The 1867 edition of the Poultry Book was in contradiction to the earlier 1853 edition regarding the origins of the Brahma Chickens as the excerpt below shows.
Origin of Brahma Chickens
ALTHOUGH Brahmas are amongst the latest introductions into our poultry yards, there is perhaps no other variety of fowl over which more angry discussion has taken place regarding its history and origin.
According to one party the breed took its rise on the hanks of the Brahmapootra or Burrampooter river, in India, from which supposed origin it derived its name; according to the opposite view Brahmas, as they are now generally termed, are either grey Cochins, or a breed originating in a cross between the Cochin and the grey Chittagong, a large variety of Malay formerly common in the United States of America.
Without attempting in the slightest degree to depreciate the merits of this very magnificent breed of fowls, which is now firmly established in public favour, and which possesses characters as fixed and as capable of being transmitted as those of any other variety whatever, candour, nevertheless, compels us to dissent altogether from the statement that these fowls originally came from the region from whence they derived their name.
There is not a particle of evidence to show that they came from India. The banks of the Brahmapootra have long been in the possession of the British—at least the lower part of the course of the river—and no such fowls were ever seen in the locality.

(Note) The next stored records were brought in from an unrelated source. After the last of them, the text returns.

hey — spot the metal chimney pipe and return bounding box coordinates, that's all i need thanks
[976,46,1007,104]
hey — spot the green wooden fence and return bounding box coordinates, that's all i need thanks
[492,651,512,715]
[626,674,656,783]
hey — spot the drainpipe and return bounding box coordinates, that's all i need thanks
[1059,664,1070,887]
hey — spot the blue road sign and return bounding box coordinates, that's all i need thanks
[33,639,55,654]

In fact, Brahmas originated not in India, but in America; and the two varieties of the breed, now known as light and dark Brahmas, had unquestionably very distinct origins.

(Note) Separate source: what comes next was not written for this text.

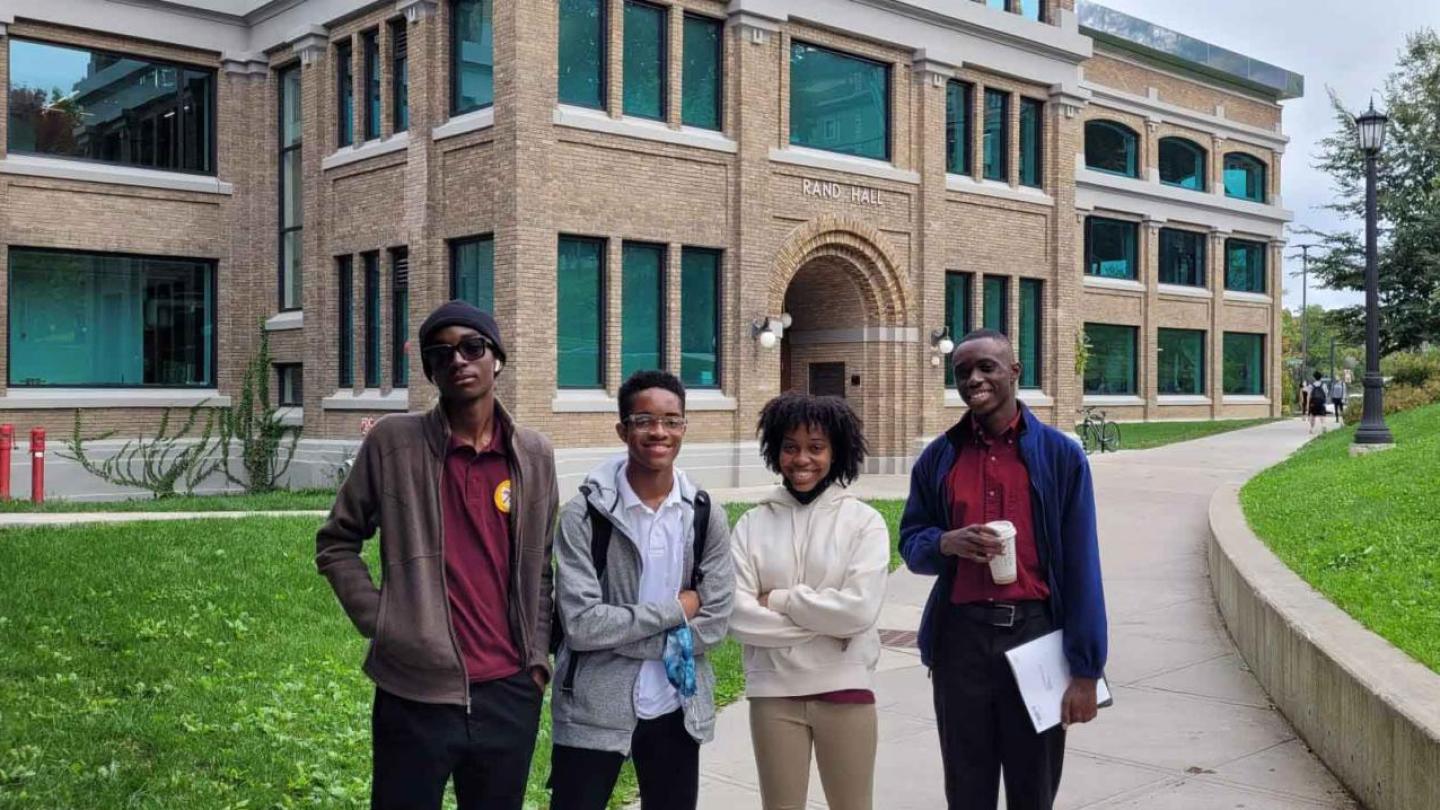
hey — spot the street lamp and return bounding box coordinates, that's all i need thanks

The light Brahmas undoubtedly originated in, or were identical with, those grey birds that from the very first importation came over from Shanghae with the buff and partridge birds now universally known as Cochins.
But public attention was first called to them in consequence of an acute American fancier, Mr. George P. Burnham, presenting a consignment to Her Majesty Queen Victoria; and these birds were subsequently exhibited by His Royal Highness the late Prince Consort at the Metropolitan and other shows as Brahmas.